Ah! those Americans, slave-holders or Abolitionists, I have no faith in them!”

If Vincent Playfair was wrong in thus speaking with respect to the great principles of humanity, always and everywhere superior to personal interests, he was, nevertheless, right from a commercial point of view. The most important material was failing at Glasgow, the cotton famine became every day more threatening, thousands of workmen were reduced to living upon public charity. Glasgow possessed 25,000 looms, by which 625,000 yards of cotton were spun daily; that is to say, fifty millions of pounds yearly. From these numbers it may be guessed what disturbances were caused in the commercial part of the town when the raw material failed altogether. Failures were hourly taking place, the manufactories were closed, and the workmen were dying of starvation.

It was the sight of this great misery which had put the idea of his bold enterprise into James Playfair’s head.

“I will go for cotton, and will get it, cost what it may.”

But, as he also was a merchant as well as his uncle Vincent, he resolved to carry out his plan by way of exchange, and to make his proposition under the guise of a commercial enterprise.

“Uncle Vincent,” said he, “this is my idea.”

“Well, James?”

“It is simply this: we will have a ship built of superior sailing qualities and great bulk.”

“That is quite possible.”

“We will load her with ammunition of war, provisions, and clothes.”

“Just so.”

“I will take the command of this steamer, I will defy all the ships of the Federal marine for speed, and I will run the blockade of one of the southern ports.”

“You must make a good bargain for your cargo with the Confederates, who will be in need of it,” said his uncle.

“And I shall return laden with cotton.”

“Which they will give you for nothing.”

“As you say, Uncle. Will it answer?”

“It will; but shall you be able to get there?”

“I shall, if I have a good ship.”

“One can be made on purpose. But the crew?”

“Oh, I will find them. I do not want many men; enough to work with, that is all. It is not a question of fighting with the Federals, but distancing them.”

“They shall be distanced,” said Uncle Vincent, in a peremptory tone; “but now, tell me, James, to what port of the American coast do you think of going?”

“Up to now, Uncle, ships have run the blockade of New Orleans, Wilmington, and Savannah, but I think of going straight to Charleston; no English boat has yet been able to penetrate into the harbour, except the Bermuda.
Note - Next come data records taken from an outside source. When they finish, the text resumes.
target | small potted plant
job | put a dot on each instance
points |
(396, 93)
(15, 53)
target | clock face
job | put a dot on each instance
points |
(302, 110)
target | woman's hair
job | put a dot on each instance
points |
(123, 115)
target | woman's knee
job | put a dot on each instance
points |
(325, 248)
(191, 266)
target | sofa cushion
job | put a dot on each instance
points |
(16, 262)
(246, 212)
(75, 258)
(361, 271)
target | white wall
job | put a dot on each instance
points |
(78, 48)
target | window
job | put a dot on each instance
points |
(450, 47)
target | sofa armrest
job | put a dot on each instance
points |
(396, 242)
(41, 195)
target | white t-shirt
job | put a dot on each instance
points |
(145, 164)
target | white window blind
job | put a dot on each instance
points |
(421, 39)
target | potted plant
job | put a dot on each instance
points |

I will do like her, and, if my ship draws but very little water, I shall be able to go where the Federalists will not be able to follow.”
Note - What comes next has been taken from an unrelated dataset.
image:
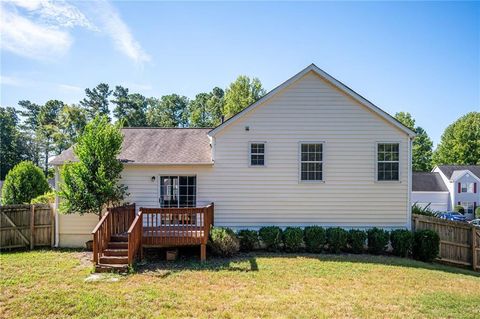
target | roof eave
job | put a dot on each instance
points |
(339, 85)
“The fact is,” said Uncle Vincent, “Charleston is overwhelmed with cotton; they are even burning it to get rid of it.”

“Yes,” replied James; “besides, the town is almost invested; Beauregard is running short of provisions, and he will pay me a golden price for my cargo!”

“Well, nephew, and when will you start?”

“In six months; I must have the long winter nights to aid me.”

“It shall be as you wish, nephew.”

“It is settled, then, Uncle?”

“Settled!”

“Shall it be kept quiet?”

“Yes; better so.”

And this is how it was that five months later the steamer Dolphin was launched from the Kelvin Dock timber-yards, and no one knew her real destination.

Chapter II

GETTING UNDER SAIL

The Dolphin was rapidly equipped, her rigging was ready, and there was nothing to do but fit her up. She carried three schooner-masts, an almost useless luxury; in fact, the Dolphin did not rely on the wind to escape the Federalists, but rather on her powerful engines.

Towards the end of December a trial of the steamer was made in the gulf of the Clyde. Which was the more satisfied, builder or captain, it is impossible to say. The new steamer shot along wonderfully, and the patent log showed a speed of seventeen miles an hour, a speed which as yet no English, French, or American boat had ever obtained. The Dolphin would certainly have gained by several lengths in a sailing match with the fastest opponent.